Topic: standard libraries?
Author: fjh@munta.cs.mu.OZ.AU (Fergus James HENDERSON)
Date: Thu, 13 May 1993 08:31:55 GMT Raw View
jimad@microsoft.com (Jim Adcock) writes:
>fjh@munta.cs.mu.OZ.AU (Fergus James HENDERSON) writes:
>|What about method 3?
>| Foo *p;
>| ...
>| write(fd, &p, sizeof p);
>| ...
>| read(fd, &p, sizeof p);
>
>What about it? Neither "read" nor "write" are described in the ANSI/ISO
>C language spec, nor in ARM, thus neither are a C++ language standards
>issue. Rather, with respect to the C++ language, these functions are
>simply implementation issues that can be handled in a manner of the
>implementation's choosing -- if the implementation chooses to support them
>at all. Clearly there is an obvious implementation choice to handle
>these implementation issues -- namely the implementation could choose
>not to move objects, and thus "method 3" is neither a C++ language
>issue nor a C++/GC language issue.
OK, I'm sorry, that should have been "fread" and "fwrite".

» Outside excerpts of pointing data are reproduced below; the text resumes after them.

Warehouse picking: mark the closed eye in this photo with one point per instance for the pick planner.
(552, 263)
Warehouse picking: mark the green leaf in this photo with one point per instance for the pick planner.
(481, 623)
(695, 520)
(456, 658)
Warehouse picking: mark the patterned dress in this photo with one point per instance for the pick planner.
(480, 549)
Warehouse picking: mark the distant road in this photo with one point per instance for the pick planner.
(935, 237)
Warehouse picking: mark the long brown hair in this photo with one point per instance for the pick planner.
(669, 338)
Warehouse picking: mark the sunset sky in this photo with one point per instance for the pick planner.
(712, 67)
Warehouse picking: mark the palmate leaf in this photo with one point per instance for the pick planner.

Also I didn't make it clear that p gets modified in the mean time.
Let me give a better example.
FILE *f = fopen("/tmp/x","wb");
Foo *p = new Foo;
fwrite(&p, sizeof p, 1, f);
p = 0;
...
// assume that a garbage collection occurs here
...
rewind(f);
read(&p, sizeof p, 1, f);
p->foo(); // *p had better still be there
Now unless I am mistaken, this is legal C++ according to the current
definition of the language. But requiring this sort of code to work
would make even conservative garbage collection impossible.
Thus to make conservative garbage collection possible in a standard
conforming implementation would require changing the standard to
ensure that the above sort of code is illegal.
I think that making such a change would be a good idea, but I wish that
GC advocates would stop pretending that it doesn't require any changes
to the C++ standard, or that it doesn't require the corresponding changes
to C++ semantics.
--
Fergus Henderson This .signature virus might be
fjh@munta.cs.mu.OZ.AU getting old, but you still can't
consistently believe it unless you
Linux: Choice of a GNU Generation copy it to your own .signature file!
Author: jimad@microsoft.com (Jim Adcock)
Date: 10 May 93 17:33:24 GMT Raw View
Author: fjh@munta.cs.mu.OZ.AU (Fergus James HENDERSON)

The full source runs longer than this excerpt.